All on the same point, like the beak of a woodpecker. Hammering on that successively weakened point.
“You know the meaning of Wing Chun? The meaning of Wing Chun is learn to take over your opponent’s position. Chinese, we say “seg wai.” Seg Wai is “I eat your position.” That means I take over your position. If I take over your position, I become you. You are controlled by me because you are out of balance already.”
Gary Lam
Any Cantonese speakers/readers out there — I would love to know if my spelling is correct and what the exact English definition is of this phrase “Seg Wai.”
This is the HOW of Wing Chun.
All our technology (stance, stepping, Dan Tien, conditioning of the hands, elbow down, structure) supports this displacing of the opponent, this sharp pointed attack which jars their skull (and the brain inside) or unbalances them (or both). Jarring the skull can cause unconsciousness. Unbalancing takes away their ability to retaliate with structure. They may fall back or down. It is hard to continue an attack when you are falling down.
If we remember this goal, then we can answer many of our own questions about the why behind the what in Wing Chun.
Why do we use certain hands? Pak clears the hands that are in the way of our path to the head. Lap clears the hands that are in the way of our path to the head (and may unbalance). Toi turns the opponent, taking away their facing, clearing the path to the head. Most of our Chin Na locks and arms bars are meant to drive the head into a wall or the ground. We are still hitting the head.

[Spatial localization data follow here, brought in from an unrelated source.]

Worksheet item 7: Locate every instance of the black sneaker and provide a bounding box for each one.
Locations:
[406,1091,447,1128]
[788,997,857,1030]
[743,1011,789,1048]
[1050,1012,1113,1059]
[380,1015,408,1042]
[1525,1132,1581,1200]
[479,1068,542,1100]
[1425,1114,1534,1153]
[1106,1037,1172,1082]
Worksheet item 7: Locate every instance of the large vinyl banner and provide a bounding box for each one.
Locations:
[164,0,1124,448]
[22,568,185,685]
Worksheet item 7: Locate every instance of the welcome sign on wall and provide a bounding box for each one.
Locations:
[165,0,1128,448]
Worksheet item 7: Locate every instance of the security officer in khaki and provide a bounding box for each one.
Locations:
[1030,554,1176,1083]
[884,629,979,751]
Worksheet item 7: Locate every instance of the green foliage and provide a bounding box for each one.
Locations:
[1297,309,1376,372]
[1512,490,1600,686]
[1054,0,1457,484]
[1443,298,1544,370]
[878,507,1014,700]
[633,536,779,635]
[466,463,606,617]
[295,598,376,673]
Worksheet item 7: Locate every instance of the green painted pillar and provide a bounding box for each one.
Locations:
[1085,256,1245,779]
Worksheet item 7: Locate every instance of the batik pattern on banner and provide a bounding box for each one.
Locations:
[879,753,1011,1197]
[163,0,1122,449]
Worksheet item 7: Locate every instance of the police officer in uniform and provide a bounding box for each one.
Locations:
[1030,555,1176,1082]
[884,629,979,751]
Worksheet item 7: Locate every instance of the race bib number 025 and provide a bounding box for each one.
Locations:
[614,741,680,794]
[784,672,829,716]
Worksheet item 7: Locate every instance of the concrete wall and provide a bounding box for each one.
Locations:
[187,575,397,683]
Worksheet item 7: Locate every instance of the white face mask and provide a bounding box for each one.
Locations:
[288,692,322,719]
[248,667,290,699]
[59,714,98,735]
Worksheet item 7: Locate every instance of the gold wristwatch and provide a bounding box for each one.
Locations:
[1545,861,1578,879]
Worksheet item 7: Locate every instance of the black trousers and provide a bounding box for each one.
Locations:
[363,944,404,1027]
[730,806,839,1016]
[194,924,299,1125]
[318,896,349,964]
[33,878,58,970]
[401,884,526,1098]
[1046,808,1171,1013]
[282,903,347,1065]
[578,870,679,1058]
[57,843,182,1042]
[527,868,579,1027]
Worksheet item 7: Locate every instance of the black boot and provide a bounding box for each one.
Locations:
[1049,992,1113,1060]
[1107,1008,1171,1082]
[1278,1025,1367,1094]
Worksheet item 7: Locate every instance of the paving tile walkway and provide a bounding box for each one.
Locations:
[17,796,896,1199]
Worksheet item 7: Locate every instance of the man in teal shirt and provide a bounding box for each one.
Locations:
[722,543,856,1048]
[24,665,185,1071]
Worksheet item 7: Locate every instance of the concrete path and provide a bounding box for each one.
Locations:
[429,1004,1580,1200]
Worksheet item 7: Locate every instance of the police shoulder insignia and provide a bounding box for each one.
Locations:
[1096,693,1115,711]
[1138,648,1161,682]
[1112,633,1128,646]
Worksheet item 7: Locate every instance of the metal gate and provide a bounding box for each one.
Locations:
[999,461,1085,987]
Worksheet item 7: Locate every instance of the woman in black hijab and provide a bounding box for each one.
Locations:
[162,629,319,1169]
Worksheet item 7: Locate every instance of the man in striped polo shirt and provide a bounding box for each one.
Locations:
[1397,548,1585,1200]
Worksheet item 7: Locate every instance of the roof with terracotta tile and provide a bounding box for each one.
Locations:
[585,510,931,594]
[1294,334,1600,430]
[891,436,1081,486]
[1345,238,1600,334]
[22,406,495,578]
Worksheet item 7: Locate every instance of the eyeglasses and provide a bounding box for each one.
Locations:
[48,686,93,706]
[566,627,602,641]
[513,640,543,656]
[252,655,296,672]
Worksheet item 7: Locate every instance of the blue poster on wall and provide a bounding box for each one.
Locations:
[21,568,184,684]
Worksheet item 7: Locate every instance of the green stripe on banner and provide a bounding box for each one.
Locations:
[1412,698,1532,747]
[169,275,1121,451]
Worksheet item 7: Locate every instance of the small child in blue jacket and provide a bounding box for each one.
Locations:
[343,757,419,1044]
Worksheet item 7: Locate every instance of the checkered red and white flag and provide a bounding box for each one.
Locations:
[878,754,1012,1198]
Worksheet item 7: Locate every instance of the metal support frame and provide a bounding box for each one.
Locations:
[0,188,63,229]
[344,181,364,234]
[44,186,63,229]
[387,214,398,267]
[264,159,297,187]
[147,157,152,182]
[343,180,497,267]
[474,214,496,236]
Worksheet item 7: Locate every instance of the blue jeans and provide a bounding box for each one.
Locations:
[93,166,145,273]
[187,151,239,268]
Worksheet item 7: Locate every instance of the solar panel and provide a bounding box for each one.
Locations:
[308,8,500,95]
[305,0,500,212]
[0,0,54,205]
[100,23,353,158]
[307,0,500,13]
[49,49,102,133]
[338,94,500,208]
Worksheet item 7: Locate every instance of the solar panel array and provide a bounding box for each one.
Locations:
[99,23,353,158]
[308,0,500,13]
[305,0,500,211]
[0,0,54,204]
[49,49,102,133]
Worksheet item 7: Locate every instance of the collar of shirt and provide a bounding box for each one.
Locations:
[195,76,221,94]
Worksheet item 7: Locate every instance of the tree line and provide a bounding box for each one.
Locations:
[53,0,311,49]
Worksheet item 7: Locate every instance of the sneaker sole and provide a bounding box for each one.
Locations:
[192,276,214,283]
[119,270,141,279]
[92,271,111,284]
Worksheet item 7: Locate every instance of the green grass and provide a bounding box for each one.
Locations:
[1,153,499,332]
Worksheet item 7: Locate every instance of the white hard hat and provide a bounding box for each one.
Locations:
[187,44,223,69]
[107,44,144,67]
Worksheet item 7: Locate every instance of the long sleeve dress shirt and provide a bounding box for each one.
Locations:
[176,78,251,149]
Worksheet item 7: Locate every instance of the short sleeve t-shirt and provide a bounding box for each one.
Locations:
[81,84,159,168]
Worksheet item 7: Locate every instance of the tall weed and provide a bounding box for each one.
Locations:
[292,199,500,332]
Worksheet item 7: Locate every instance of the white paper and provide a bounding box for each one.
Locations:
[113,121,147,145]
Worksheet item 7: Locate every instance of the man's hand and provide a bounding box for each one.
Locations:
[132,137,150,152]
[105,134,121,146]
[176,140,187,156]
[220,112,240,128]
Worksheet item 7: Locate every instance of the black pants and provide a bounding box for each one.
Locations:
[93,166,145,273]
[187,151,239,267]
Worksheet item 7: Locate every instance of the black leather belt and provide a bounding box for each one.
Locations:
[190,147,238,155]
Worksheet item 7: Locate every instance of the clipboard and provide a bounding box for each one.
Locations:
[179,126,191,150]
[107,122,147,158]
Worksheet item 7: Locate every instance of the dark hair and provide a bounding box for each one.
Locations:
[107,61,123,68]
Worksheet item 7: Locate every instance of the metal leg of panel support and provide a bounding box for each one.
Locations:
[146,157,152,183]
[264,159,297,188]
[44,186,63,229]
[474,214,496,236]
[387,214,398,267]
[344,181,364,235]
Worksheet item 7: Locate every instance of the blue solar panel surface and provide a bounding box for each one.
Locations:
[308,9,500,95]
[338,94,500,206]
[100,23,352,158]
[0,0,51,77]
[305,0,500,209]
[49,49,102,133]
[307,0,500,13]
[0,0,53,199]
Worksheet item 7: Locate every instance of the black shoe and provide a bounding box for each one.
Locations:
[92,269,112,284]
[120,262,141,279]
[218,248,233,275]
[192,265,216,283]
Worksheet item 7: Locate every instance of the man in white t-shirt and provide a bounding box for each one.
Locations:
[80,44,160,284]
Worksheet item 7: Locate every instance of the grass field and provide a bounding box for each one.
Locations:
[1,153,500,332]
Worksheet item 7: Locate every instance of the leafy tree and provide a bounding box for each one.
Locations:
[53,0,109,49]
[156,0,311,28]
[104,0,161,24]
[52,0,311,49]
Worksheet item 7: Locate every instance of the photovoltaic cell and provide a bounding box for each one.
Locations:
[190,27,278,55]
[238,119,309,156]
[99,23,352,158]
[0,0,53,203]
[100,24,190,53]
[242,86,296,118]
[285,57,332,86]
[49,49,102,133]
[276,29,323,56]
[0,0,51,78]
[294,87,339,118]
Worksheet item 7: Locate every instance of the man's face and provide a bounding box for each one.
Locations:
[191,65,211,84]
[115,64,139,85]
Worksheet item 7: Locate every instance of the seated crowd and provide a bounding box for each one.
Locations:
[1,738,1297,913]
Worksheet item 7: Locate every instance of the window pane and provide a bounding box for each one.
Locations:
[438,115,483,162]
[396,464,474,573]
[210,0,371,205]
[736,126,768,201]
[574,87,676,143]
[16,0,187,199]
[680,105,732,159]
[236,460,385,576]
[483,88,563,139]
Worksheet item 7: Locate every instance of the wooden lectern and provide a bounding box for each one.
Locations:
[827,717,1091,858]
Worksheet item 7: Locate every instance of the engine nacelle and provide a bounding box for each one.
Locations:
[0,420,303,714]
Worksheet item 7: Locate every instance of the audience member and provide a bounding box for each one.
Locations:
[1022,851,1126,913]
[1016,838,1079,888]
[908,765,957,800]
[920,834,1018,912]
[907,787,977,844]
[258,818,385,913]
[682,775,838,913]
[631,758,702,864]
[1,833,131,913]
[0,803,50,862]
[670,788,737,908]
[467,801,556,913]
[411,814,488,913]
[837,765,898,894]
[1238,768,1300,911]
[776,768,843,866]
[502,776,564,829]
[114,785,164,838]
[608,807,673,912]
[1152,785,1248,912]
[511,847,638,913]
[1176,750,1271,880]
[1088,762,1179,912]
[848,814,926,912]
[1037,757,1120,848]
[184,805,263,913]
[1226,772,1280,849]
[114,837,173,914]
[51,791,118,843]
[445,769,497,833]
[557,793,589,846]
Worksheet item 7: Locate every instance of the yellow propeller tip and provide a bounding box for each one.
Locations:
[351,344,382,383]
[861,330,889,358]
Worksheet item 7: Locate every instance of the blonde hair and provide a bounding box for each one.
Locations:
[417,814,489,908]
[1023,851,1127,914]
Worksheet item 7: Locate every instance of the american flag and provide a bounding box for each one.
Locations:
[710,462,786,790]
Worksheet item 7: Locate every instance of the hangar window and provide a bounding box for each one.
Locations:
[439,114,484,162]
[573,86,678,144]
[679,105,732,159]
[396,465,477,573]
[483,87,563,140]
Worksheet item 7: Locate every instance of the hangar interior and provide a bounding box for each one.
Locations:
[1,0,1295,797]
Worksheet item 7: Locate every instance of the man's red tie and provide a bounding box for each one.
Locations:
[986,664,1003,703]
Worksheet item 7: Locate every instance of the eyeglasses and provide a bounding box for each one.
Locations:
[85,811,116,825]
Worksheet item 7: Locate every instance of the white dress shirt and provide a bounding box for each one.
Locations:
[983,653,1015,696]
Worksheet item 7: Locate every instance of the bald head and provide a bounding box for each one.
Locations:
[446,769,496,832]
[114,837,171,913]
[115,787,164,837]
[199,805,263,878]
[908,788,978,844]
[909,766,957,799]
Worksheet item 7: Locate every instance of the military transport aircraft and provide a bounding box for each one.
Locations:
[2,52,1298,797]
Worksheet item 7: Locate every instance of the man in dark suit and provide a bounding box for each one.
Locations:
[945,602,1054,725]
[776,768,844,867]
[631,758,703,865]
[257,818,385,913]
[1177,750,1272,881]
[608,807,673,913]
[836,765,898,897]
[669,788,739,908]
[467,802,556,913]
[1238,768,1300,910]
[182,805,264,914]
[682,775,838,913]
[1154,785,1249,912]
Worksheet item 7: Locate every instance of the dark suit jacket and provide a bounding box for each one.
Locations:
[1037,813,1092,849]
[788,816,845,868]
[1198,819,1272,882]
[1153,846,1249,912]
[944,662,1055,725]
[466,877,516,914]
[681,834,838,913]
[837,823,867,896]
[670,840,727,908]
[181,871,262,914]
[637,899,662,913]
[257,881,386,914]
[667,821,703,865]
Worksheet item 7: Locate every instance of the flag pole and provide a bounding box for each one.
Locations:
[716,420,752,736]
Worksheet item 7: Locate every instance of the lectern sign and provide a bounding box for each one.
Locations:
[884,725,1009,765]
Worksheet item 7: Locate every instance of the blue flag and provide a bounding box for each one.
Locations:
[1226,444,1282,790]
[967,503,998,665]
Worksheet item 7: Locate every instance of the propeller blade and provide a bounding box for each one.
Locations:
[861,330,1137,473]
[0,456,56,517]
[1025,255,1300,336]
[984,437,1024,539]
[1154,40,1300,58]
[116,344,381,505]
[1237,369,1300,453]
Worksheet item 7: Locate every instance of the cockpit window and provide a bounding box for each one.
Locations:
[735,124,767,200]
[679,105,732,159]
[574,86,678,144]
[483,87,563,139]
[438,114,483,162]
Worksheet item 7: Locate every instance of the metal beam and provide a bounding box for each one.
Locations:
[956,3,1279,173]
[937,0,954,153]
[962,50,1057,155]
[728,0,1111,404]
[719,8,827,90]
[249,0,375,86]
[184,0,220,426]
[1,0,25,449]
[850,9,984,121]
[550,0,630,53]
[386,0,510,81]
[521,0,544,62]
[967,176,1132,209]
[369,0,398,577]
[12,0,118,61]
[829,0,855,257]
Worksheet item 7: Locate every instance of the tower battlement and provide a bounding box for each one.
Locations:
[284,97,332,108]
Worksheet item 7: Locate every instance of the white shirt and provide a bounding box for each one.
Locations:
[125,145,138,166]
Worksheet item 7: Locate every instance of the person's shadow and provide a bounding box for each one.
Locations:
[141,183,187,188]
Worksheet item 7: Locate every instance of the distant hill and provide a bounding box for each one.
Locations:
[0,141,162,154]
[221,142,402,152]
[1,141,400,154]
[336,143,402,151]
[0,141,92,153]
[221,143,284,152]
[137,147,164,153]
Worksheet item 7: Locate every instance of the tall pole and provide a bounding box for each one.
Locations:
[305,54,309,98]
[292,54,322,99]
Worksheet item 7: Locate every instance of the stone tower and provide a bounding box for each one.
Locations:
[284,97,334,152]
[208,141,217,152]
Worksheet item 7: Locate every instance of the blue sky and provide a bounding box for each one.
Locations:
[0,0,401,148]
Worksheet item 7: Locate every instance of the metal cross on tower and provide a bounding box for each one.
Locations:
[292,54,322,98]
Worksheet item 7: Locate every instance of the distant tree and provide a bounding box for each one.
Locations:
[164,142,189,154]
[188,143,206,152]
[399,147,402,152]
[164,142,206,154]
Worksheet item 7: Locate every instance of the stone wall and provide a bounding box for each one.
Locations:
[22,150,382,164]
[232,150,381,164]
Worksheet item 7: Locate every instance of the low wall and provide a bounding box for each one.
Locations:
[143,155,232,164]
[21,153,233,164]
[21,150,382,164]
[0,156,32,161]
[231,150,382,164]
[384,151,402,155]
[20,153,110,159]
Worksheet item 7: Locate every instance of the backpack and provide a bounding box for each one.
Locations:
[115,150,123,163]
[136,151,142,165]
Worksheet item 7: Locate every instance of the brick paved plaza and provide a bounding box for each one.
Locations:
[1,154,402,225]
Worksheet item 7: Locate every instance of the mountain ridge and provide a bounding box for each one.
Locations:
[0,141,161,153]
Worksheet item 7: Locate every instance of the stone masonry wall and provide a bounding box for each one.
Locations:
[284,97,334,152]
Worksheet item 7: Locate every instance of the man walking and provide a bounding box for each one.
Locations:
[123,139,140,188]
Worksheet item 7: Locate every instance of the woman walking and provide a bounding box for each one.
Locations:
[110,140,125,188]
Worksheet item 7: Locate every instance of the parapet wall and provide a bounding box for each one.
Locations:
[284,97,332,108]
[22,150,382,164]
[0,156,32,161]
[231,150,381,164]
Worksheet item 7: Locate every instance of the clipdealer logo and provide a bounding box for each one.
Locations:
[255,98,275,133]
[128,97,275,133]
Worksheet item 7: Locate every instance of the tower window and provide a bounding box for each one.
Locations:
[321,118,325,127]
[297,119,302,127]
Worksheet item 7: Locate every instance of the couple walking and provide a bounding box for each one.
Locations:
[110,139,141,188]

This all of course, sounds grim and violent, because it is! Wing Chun should be in a glass case that says “break in case of a threat upon your life!”
Once you break that (metaphorical) glass, your goal is clear.
Watch Greg in that training video – watch his punches and how his body lines up behind the punch and how his other hand clears or helps to expose the centerline of his partner to attack. The attacks all go in on a straight relentless line. You could draw those lines with a ruler, from Greg’s center to the opponent’s center.
Remember how I said I had conversations with fellow students back in the beginning as we tried to puzzle out exactly how Wing Chun would look in a fight? We wondered what the Wing Chun guy do and how it would look.
The Ip Man fight against the Japanese Black Belts is not a bad reference. Just subtract 9 guys and reduce the actions to a very few. The firsts would not be dribbling on the opponent’s head like a basketball. If you learn to support your punches, ideally it should not take 30 hits.
My student, he says, “Sifu, I hit the guy ten times, then he run away.” I say, “How can you hit him ten times and he can run away? You should tell me you hit him two times and he already sleep on the floor. OK, go and hit the sandbag five hundred times.”